To determine the temperature of a gas, we can use the ideal gas law, which is given by the equation:
PV = nRT
Where:
P = pressure
V = volume
n = number of moles of gas
R = ideal gas constant
T = temperature in Kelvin
To find the temperature of the gas, we need to rearrange the equation to solve for T:
T = PV / (nR)
Now, let's plug in the values given in the problem:
P = 1.1 atm
V = 11.2 L
n = 0.65 mol
The ideal gas constant (R) is a constant value that depends on the units of pressure and volume being used. The units most commonly used for R are atm·L/mol·K. The value of R is approximately 0.0821 atm·L/mol·K.
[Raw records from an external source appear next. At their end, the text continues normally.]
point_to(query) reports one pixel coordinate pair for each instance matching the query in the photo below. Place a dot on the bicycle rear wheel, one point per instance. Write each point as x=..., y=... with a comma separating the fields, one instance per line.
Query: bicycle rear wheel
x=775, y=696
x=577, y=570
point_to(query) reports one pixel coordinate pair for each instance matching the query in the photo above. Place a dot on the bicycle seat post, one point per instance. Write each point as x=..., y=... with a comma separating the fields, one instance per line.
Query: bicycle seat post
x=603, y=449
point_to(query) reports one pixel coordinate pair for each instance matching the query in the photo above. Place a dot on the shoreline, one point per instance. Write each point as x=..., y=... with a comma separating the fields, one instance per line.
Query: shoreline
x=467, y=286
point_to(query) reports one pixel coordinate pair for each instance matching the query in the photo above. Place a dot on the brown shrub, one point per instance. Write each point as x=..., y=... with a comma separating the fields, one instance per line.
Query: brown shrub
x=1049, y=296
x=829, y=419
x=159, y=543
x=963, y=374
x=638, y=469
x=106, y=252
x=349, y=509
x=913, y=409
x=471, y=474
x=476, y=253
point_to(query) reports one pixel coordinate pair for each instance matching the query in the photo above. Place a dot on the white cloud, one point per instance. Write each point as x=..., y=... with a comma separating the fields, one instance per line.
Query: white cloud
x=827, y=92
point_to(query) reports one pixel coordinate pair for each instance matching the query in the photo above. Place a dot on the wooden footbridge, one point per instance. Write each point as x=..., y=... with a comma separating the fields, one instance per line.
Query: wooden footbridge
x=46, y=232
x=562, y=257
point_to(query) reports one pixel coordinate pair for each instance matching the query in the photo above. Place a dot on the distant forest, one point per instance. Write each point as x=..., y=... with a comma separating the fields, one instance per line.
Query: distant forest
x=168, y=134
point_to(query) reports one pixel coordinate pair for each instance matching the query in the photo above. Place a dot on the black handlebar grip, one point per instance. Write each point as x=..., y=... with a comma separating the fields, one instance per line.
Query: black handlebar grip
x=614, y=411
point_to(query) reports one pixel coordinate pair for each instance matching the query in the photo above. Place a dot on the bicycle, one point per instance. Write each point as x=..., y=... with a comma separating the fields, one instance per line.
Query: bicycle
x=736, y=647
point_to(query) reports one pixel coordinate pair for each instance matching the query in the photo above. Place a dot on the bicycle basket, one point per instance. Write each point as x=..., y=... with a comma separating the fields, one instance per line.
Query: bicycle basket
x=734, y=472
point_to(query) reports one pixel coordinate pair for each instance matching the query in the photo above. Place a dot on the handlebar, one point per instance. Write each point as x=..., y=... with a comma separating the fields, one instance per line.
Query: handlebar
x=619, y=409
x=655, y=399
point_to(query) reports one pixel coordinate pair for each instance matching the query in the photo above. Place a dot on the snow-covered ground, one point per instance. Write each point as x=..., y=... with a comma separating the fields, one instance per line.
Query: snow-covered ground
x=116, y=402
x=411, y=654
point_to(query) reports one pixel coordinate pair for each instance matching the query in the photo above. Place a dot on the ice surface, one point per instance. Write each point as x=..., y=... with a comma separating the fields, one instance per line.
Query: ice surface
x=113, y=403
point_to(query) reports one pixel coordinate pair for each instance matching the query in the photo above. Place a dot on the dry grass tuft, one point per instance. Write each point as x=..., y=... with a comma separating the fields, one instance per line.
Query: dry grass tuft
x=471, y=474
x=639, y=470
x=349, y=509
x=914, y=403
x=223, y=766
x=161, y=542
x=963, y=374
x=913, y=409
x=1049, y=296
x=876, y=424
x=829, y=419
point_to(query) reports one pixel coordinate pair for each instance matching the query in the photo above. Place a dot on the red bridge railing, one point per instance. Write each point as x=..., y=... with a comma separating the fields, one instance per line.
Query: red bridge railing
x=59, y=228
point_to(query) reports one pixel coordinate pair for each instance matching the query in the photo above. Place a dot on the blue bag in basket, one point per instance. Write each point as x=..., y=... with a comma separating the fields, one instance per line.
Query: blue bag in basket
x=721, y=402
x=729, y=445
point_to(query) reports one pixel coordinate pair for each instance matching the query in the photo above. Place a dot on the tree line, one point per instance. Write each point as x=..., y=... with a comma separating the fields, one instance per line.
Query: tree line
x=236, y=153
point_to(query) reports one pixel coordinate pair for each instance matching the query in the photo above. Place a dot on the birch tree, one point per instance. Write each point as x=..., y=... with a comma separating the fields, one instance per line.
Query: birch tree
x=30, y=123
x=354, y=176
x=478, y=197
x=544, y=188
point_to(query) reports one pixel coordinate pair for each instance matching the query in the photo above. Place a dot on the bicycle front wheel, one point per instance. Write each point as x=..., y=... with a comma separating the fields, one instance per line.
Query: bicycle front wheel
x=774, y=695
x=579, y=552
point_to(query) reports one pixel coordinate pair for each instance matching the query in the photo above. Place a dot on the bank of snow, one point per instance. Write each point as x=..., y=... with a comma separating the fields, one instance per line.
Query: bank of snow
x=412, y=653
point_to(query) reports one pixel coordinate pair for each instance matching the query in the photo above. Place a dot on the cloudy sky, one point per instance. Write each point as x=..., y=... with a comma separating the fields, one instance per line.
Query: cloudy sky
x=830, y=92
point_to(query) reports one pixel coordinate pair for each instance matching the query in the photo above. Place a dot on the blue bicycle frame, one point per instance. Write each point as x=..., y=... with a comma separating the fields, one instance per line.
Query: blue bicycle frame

Now, let's plug in the values into the equation:
T = (1.1 atm) * (11.2 L) / (0.65 mol * 0.0821 atm·L/mol·K)
By multiplying and dividing the values, we can simplify the equation:
T = (1.1 * 11.2) / (0.65 * 0.0821)
Calculating the expression:
T = 14.3 / 0.053365
T = 268.19 K
Therefore, the temperature of 0.65 mol of gas at a pressure of 1.1 atm and a volume of 11.2 L is 268.19 Kelvin.